Poor Ashwini! What must her life have been like! Running around doing everything herself. When Ashwini asks for help, she only wants people to show her how it’s done. Silly girl! If she just put on some makeup, made a little smalltalk – she could get people to do the work for her.
Again Suman checked the time. 4:51am. Will this day never start! Just my luck, falling in love with lazy men. I can’t even bid him Good Morning till 7am. How am I to get up and work, when he’s sleeping?
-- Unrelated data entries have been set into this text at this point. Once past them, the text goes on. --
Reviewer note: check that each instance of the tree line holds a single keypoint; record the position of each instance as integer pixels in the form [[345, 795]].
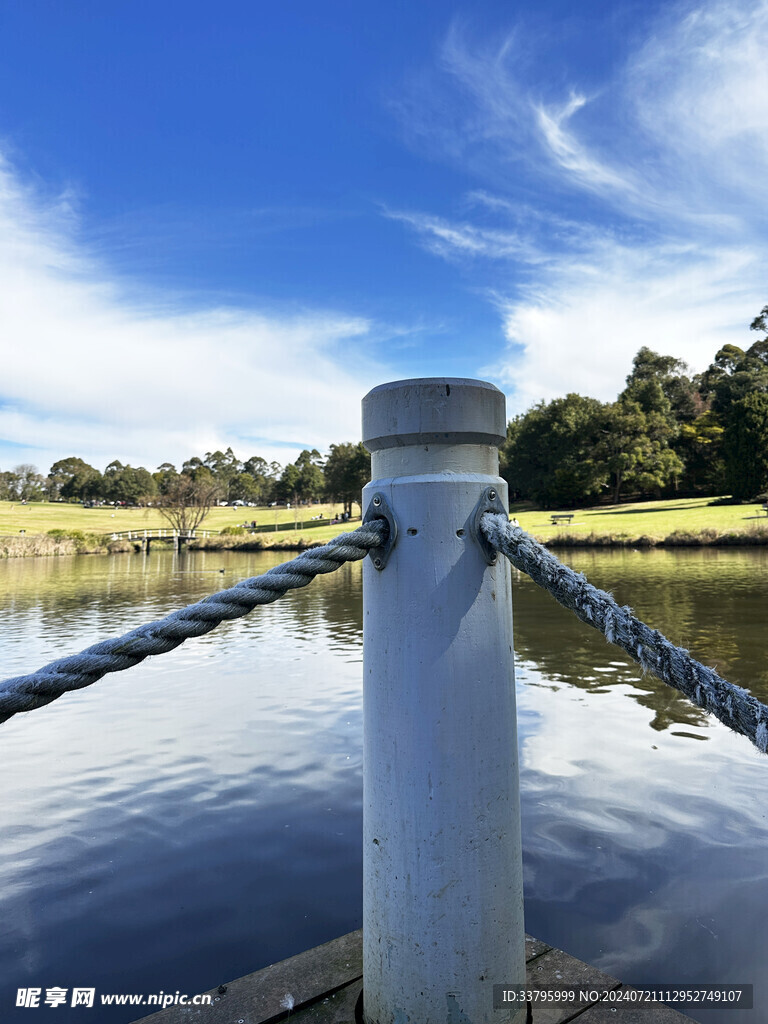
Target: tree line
[[217, 476], [669, 432]]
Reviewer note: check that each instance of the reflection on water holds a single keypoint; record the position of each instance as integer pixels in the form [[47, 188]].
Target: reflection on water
[[199, 816]]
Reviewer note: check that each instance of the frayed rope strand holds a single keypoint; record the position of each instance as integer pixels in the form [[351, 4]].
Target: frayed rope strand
[[28, 692], [733, 706]]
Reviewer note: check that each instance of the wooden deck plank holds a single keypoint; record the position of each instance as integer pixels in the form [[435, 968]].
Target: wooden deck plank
[[322, 986]]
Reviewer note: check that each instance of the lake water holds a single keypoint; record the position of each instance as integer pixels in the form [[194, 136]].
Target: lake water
[[199, 816]]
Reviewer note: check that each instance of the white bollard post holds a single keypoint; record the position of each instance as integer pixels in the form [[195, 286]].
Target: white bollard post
[[442, 868]]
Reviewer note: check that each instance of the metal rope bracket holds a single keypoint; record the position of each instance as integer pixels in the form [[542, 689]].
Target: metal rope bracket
[[379, 509], [489, 502]]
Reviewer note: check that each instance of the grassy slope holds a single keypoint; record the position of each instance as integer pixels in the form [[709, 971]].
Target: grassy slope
[[39, 517], [650, 519]]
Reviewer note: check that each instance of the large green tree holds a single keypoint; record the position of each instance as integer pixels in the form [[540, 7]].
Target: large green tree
[[549, 455], [635, 449], [74, 479], [745, 446], [128, 484], [347, 471]]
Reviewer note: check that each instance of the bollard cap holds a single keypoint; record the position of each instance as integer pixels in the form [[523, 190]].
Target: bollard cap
[[433, 411]]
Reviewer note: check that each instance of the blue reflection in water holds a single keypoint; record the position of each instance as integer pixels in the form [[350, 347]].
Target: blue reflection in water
[[199, 816]]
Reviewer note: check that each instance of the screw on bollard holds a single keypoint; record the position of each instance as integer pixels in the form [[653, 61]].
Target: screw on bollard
[[442, 865]]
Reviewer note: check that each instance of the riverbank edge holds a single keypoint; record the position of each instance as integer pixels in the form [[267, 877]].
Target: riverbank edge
[[43, 545]]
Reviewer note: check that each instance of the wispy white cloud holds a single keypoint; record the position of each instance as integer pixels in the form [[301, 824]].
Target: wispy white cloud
[[449, 240], [636, 209], [96, 367]]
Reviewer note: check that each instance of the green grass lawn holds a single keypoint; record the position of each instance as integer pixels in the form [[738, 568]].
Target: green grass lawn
[[39, 517], [621, 522], [652, 519]]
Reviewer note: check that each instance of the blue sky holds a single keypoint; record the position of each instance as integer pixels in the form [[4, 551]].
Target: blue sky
[[221, 224]]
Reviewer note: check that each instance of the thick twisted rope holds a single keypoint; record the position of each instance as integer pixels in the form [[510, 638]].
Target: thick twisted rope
[[77, 671], [734, 707]]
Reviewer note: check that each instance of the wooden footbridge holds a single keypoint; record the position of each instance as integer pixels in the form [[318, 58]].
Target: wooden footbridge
[[176, 537]]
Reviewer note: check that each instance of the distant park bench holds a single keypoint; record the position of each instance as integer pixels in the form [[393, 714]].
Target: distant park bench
[[559, 516]]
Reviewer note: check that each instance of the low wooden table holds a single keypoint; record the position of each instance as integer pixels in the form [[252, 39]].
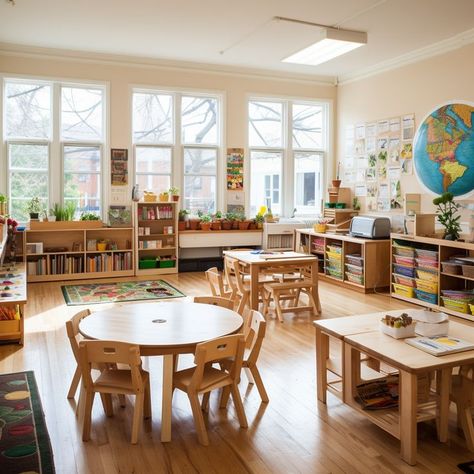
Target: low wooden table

Again she turned over, blew her nose mightily, and resigned herself to lying awake breathing through her mouth.
She sees them everywhere: the couple that will be them. Always a different couple.
For, if you look at any one couple too long, they disappoint you. The man’s eyes stray: often as not, it’s with Suman that he attempts eye-contact, while his girlfriend checks her mobile-phone. Or the woman offers to pay her half and the man protests insufficiently. Or, worst of all, the woman has let herself go. She’s flabby-thighed, and splotchy-skinned, and not trying to hide it.
So – always a different couple.
Suman looks just long enough to make a cast. An empty cast: into which, effortlessly, enter the spirits of herself and Vishwas. To move, in the bodies of strangers, into their own alien future.
No longer so alien. Suman’s parents and Vishwas’s have met, and agreed that their children should be engaged. Suman’s parents insist that the wedding mustn’t be until Suman has defended her thesis. How niggardly of them! Don’t they trust her to finish her thesis in good time, without their preconditions? Yes, her work’s going slow: but that’s hardly her fault is it?
In her fantasies she’s already a PhD. The work’s got done somehow. How? That bit Suman skips over. That’s the bit that’s useful when it’s been done, but no fun to do. In some universe, her PhD’s done. That feels so nice! So, in this universe, she’s in no hurry to do it.
There! Across the restaurant from them – as Suman studies the menu and Vishwas studies his smartphone – sit the couple they’re going to be. The girl is svelte. Bad skin, but well made-up. She’s sitting right under the light: Suman would never do that. But the man! The man’s a dream. Not too goodlooking – that’s a risk, too. But he looks in charge. Perhaps an executive at an MNC. His shirt fits him perfectly. Vishwas is so lazy he won’t get anything fitted: tells Suman to stop fussing.
Vishwas at her table thumbs through his smartphone. Suman asks, “What d’you want? Palak paneer or shahi paneer?”
Vishwas mumbles: “Whatever.”
But Vishwas at the table across the restaurant – that Vishwas is guiding Suman – Suman with perfect skin, skin morning and evening exfoliated and moisturised – through dinner selection. “You should try the paneer lababdar here. It’s delectable.”
Suman’s proud of this Vishwas’s vocabulary. My man works hard at everything!
“Lababdar – that’s like butter paneer, isn’t it?” Suman asks the impressive stranger into whom Vishwas has metamorphosed. “Minus the butter. What’re you telling me, that I’ve grown fat? No butter for me?” Suman laughs, but holds her breath. Vishwas never knows how to react to these shit-tests: and afterwards she’s angry at herself and at him.
But this Vishwas knows what to say. He laughs. “Yes, you’re the fattest girl I’ve ever been in love with. Don’t order paneer at all… Will you have boiled vegetables? Off-menu.”
Suman laughs, amused and flattered. At her own table, Vishwas glances up. “Have you decided what we’re eating? Or will you take another twenty minutes?”
“What’d you say you wanted? Palak paneer?”
“I’ll leave it to you,” says Vishwas at her table, turning away again.
Suman wants to ask Vishwas: ‘Why don’t you take an interest?’ But Suman’s afraid.
What if Vishwas replied: ‘You’re right. None of this interests me. Let’s call this off. This was a mistake. Now let’s save ourselves years of unhappiness.’ – What then? Suman’s spent too long getting Vishwas to begin again.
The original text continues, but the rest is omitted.